Après la mort d’Houphouët-Boigny, il mettra à la disposition de celui-ci plusieurs de ses fidèles, tels l’actuelle grande chancelière Henriette Diabaté ou l’ancien ministre Jean-Jacques Béchio. Marcel Amon-Tanoh et Amadou Gon Coulibaly, dont le père était un intime de Yacé, participeront à l’écriture des premiers textes du Rassemblement des républicains (RDR), né en 1994 d’une scission au sein du PDCI.
Longtemps, Alassane Ouattara a cru pouvoir apaiser les états d’âme de son fidèle ami, persuadé qu’il n’irait pas jusqu’au bout, tentant jusqu’au dernier moment de le retenir. En privé, il se dit aujourd’hui déçu par son manque de franchise et se sent trahi par un homme pour lequel il estime avoir beaucoup fait.
Questionné par le chef de l’État sur ses ambitions au début de l’année, Amon-Tanoh aurait nié en bloc son désir d’être candidat à la présidentielle. Quand il s’envole pour Addis-Abeba quelques jours plus tard pour prendre part au sommet de l’Union africaine (UA), Alassane Ouattara est persuadé de pouvoir compter sur son soutien, mais il déchante en apprenant que son ministre des Affaires étrangères assure à d’autres le contraire.

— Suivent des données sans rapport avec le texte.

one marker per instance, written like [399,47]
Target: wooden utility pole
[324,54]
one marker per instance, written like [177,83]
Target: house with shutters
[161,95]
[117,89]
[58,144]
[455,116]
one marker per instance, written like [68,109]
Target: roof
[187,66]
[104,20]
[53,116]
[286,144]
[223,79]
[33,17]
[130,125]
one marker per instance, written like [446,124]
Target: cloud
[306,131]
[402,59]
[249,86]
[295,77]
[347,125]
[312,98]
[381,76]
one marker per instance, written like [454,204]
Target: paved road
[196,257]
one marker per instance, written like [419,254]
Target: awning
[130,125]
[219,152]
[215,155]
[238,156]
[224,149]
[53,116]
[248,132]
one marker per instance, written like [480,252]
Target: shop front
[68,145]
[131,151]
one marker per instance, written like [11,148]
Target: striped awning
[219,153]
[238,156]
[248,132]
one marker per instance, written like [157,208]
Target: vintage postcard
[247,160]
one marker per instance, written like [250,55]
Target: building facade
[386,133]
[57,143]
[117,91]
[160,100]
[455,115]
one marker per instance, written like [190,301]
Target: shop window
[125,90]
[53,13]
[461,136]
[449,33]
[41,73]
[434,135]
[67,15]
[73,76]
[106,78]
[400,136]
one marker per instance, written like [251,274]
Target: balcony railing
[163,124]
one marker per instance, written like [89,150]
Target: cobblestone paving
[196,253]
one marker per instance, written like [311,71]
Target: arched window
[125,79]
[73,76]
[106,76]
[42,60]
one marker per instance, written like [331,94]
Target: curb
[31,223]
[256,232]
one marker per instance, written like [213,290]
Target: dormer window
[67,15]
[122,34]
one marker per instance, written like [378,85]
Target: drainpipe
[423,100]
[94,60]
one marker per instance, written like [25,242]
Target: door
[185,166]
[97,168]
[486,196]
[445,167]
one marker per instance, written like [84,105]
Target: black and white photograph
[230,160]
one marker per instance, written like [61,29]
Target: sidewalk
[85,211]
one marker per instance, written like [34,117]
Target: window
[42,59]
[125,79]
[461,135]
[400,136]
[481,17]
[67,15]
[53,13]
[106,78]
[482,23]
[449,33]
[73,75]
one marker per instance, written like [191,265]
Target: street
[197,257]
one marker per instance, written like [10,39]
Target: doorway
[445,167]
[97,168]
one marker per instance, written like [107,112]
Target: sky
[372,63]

Lors de leur dernier tête-à-tête, le 16 mars, juste avant la démission d’Amon-Tanoh, l’ambiance sera aussi fraîche que la discussion franche.

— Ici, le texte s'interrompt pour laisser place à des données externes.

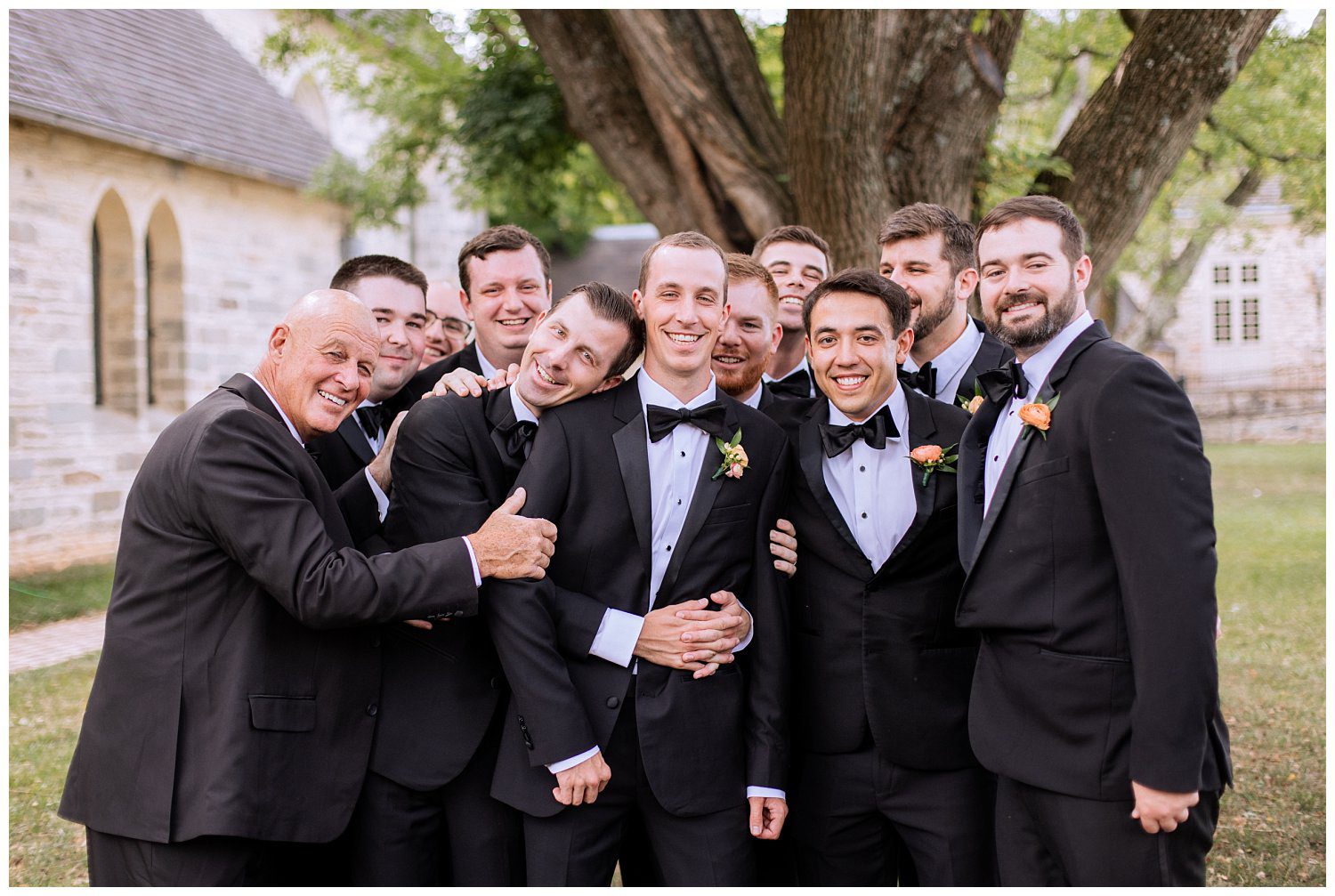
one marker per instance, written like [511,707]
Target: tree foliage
[699,147]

Le chef de l’État ne veut pas lui faire du mal, mais il ne lui fera aucun cadeau
Désormais libéré de ses obligations gouvernementales, Amon-Tanoh ne compte pas pour autant se parer des habits de l’opposant au régime, comme Henri Konan Bédié ou Guillaume Soro ont pu le faire immédiatement après leur rupture avec Ouattara.
« Il n’est pas dans une posture belliqueuse, mais il est prêt à répondre aux attaques », préviennent ses proches, alors que l’entourage du Premier ministre se dit prêt à sortir « des dossiers ». « Le chef de l’État ne veut pas lui faire du mal, mais il ne lui fera aucun cadeau s’il est candidat », précise un vieil ami d’Alassane Ouattara.
Héritage
Bien évidemment ravi de voir l’un des piliers du système quitter le navire à moins de sept mois du scrutin, l’opposition lui fait les yeux doux. C’est particulièrement le cas du PDCI d’Henri Konan Bédié, où un poste de vice-président l’attendrait. Amon-Tanoh écoute tout le monde, ne ferme aucune porte, mais ne compte pas se précipiter. En pleine crise sanitaire, l’heure n’est pas, de toute façon, aux grandes annonces. Le lancement du mouvement qu’il ambitionne de créer va devoir attendre.
S’il n’a pas officiellement déclaré souhaiter se présenter, ce fervent catholique veut croire qu’il peut rassembler les Ivoiriens. C’est un notable du Sud, originaire de Jacqueville, à l’ouest d’Abidjan, par sa mère, et d’Aboisso, à l’est, par son père. Son épouse est une Touré d’Odienné, dans le nord-ouest de la Côte d’Ivoire, descendante de la grande famille Fadiga. Ses précédentes unions lui ont ouvert les portes des cours royales baoulées d’Abengourou et de Sakassou.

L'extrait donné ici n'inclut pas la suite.